Descriptions, Reviews, Etc.
Publisher Description:
As the nineteenth century ended in Hunt County, Texas, a way of life was dying. The tightly knit, fiercely independent society of the yeomen farmers--"plain folk," as historians have often dubbed them--was being swallowed up by the rising tide of a rapidly changing, cotton-based economy. A social network based on family, religion, and community was falling prey to crippling debt and resulting loss of land ownership. For many of the rural people of Hunt County and similar places, it seemed like the end of the world.
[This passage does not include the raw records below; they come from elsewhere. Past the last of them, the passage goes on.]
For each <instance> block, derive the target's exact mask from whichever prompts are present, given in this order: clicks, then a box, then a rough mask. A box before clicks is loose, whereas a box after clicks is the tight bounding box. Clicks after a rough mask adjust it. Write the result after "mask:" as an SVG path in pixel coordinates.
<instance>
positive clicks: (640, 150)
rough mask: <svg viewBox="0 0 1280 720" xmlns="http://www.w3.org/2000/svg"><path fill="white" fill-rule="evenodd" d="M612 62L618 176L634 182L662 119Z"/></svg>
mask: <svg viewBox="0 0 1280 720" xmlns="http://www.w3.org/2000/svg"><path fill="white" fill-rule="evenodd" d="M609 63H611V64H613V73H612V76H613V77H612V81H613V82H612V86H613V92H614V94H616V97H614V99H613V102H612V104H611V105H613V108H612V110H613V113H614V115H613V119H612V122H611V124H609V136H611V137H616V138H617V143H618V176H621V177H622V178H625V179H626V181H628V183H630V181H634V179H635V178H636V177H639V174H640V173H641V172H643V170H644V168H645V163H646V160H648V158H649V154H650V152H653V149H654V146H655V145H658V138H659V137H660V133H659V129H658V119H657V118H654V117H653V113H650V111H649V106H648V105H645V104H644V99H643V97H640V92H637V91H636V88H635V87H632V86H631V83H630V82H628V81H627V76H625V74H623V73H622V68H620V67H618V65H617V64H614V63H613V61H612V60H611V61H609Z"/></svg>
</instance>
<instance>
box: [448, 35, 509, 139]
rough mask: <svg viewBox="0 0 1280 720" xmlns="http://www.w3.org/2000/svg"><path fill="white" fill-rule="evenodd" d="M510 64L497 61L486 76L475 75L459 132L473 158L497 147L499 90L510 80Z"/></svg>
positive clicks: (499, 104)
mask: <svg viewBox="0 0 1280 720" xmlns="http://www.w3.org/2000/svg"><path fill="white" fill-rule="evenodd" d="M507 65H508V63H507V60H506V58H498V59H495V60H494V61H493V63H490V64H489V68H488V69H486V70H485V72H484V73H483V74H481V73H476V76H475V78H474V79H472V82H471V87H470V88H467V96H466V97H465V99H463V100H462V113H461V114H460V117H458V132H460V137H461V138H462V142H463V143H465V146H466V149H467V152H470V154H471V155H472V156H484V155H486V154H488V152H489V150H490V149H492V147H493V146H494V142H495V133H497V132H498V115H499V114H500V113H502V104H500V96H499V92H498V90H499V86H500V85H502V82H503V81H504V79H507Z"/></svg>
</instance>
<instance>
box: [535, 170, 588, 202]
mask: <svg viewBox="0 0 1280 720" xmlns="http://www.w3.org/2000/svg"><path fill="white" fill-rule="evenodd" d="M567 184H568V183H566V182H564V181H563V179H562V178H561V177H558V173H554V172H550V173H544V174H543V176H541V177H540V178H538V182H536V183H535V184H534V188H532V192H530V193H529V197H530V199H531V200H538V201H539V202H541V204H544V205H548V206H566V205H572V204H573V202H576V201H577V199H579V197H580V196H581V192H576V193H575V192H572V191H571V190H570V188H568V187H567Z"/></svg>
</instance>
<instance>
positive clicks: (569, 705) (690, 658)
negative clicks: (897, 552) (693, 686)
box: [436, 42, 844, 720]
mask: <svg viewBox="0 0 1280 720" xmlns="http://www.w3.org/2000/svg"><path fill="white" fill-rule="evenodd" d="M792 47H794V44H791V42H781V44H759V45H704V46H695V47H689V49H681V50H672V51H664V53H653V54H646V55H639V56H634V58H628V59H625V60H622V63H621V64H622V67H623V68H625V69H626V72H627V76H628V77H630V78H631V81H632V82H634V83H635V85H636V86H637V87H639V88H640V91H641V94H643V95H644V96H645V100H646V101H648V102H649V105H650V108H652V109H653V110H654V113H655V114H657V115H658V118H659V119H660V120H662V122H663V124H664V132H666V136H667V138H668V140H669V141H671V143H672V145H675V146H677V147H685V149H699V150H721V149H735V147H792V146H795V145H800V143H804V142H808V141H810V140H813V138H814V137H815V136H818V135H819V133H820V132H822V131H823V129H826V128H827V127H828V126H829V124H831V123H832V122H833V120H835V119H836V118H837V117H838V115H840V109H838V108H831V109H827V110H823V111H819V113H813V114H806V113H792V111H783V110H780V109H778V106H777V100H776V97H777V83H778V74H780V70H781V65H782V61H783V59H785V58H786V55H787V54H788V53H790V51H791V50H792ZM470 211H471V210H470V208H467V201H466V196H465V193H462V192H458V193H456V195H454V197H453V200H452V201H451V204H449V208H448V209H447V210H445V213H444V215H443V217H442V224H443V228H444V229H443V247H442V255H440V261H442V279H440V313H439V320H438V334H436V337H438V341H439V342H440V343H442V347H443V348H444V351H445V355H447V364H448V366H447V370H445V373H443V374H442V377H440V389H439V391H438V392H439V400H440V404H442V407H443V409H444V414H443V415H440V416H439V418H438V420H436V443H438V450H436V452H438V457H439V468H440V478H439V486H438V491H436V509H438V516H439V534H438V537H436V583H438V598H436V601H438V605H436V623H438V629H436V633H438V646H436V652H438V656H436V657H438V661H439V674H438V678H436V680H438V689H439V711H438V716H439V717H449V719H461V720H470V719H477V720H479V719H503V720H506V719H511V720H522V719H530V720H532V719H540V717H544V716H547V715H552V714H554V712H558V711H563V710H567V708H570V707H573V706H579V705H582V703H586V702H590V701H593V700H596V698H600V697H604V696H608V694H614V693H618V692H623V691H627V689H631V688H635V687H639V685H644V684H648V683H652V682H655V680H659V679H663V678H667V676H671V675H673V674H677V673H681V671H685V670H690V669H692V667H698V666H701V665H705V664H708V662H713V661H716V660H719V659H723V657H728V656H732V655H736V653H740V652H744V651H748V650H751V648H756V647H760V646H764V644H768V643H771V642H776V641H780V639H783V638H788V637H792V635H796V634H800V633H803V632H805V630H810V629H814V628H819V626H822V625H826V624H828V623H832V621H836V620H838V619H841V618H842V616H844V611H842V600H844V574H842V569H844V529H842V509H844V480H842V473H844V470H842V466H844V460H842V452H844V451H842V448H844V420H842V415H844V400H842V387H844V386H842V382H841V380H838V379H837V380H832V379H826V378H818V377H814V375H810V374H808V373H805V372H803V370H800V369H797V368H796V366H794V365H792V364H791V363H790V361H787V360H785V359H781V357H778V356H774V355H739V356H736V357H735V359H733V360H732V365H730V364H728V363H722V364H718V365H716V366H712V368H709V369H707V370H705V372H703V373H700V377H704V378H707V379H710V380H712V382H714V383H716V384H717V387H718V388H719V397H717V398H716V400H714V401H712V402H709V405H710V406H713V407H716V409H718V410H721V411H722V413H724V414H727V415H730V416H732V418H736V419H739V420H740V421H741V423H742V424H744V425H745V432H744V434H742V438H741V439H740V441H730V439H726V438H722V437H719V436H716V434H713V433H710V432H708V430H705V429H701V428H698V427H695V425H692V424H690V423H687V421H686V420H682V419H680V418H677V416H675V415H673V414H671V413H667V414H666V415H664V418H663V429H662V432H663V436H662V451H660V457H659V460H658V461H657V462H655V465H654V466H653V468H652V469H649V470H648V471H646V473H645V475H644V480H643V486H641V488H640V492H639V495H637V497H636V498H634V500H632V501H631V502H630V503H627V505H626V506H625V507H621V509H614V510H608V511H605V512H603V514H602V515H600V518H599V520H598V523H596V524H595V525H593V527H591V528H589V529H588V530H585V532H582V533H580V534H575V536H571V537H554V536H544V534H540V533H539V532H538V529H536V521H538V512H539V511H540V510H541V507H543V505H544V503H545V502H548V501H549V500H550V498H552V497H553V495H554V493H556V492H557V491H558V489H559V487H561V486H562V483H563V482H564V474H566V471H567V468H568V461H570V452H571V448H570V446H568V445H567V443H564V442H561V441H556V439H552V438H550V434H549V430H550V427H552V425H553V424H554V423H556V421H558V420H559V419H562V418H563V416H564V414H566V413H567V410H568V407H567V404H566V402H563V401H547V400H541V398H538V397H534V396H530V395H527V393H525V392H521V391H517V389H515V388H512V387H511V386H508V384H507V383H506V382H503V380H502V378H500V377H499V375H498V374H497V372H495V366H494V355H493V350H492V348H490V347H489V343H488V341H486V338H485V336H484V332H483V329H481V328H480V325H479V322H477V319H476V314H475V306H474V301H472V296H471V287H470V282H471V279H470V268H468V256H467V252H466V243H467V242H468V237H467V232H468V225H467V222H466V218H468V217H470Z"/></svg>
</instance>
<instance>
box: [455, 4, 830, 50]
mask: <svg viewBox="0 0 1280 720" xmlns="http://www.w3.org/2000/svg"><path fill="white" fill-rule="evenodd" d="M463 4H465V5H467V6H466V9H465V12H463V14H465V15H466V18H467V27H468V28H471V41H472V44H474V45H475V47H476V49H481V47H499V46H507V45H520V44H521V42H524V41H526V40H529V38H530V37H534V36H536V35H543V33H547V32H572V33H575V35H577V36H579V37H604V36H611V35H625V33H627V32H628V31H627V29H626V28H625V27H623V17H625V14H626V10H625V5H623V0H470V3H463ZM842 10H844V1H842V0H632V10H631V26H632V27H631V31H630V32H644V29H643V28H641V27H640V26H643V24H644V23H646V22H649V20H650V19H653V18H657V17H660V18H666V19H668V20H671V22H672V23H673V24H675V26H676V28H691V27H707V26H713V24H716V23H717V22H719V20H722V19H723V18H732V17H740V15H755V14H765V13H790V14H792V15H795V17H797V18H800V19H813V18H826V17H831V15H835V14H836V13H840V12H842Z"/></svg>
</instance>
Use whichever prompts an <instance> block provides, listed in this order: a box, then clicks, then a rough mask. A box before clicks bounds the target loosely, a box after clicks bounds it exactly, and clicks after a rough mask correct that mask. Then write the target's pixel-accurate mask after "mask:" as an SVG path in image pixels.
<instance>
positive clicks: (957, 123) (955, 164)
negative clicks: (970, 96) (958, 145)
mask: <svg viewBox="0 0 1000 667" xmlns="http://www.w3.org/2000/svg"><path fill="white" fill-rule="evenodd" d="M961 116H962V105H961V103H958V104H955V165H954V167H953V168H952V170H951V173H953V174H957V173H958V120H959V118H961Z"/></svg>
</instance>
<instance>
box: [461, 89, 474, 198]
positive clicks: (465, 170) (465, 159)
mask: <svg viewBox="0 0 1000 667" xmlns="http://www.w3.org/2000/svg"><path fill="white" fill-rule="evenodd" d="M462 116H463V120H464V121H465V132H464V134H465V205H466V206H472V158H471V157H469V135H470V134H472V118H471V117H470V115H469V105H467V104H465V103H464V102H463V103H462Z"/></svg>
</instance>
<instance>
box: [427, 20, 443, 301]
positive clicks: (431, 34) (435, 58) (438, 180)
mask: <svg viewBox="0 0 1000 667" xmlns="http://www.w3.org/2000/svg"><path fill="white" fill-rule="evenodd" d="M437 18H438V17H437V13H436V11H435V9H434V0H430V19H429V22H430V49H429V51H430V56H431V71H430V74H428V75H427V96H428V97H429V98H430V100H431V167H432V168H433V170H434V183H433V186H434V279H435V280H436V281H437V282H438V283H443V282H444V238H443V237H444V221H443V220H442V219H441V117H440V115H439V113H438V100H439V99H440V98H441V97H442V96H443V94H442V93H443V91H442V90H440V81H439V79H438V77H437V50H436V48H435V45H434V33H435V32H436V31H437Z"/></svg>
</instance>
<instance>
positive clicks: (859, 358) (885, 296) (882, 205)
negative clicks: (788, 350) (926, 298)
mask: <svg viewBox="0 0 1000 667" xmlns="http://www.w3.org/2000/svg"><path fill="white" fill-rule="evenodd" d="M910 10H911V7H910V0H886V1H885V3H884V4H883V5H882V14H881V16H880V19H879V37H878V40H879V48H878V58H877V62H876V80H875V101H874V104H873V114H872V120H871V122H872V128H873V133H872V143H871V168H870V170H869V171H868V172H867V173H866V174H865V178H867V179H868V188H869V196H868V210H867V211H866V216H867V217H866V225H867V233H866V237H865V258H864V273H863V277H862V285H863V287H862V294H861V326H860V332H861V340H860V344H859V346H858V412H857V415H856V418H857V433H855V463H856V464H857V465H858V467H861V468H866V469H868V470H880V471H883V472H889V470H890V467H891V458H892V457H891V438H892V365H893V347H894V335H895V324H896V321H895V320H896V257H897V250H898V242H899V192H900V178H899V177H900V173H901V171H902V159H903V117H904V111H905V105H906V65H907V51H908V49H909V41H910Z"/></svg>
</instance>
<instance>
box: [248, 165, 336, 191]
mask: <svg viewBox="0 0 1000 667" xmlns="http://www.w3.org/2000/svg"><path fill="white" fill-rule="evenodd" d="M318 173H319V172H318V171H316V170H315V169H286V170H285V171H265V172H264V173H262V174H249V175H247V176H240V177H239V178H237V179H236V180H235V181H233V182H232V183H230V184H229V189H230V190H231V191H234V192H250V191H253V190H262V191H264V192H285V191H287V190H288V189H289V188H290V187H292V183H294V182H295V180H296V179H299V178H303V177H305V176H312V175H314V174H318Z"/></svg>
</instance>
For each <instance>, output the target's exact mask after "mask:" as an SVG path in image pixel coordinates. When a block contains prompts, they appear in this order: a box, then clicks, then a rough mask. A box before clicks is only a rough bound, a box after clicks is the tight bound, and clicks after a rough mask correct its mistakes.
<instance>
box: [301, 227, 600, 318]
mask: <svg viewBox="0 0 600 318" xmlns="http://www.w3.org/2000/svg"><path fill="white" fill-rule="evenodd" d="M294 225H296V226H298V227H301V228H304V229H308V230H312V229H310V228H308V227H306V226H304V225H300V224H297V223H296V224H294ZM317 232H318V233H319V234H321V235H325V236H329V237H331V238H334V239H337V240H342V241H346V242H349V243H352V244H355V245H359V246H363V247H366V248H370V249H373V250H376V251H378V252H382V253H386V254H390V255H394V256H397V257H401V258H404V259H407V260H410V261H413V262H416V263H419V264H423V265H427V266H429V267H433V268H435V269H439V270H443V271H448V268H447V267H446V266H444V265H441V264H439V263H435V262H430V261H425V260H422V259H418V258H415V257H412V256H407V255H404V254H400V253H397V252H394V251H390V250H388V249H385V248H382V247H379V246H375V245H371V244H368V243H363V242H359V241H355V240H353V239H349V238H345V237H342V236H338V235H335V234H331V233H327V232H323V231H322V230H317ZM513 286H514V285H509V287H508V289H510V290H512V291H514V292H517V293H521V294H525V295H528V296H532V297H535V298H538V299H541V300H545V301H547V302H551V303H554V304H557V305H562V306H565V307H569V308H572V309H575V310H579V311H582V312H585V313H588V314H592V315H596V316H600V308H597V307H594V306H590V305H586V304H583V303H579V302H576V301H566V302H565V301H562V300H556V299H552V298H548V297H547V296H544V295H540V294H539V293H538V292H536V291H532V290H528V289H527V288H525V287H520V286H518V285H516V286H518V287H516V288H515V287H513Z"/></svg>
In Yeomen, Sharecroppers, and Socialists historian Kyle G. Wilkison analyzes the patterns of plain-folk life and the changes that occurred during the critical four decades spanning the end of the nineteenth and the beginning of the twentieth centuries. Political protest evolved in the wake of the devastating losses experienced by the poor rural majority, and Wilkison carefully explores the interplay of religion and politics as Greenbackers, Populists, and Socialists vied for the support of the dispossessed tenant farmers and sharecroppers.

With its richly drawn contextualization and analysis of the causes and effects of the epochal shifts in plain-folk society, Kyle G. Wilkison's Yeomen, Sharecroppers, and Socialists will reward students and scholars in economic, regional, and agricultural history.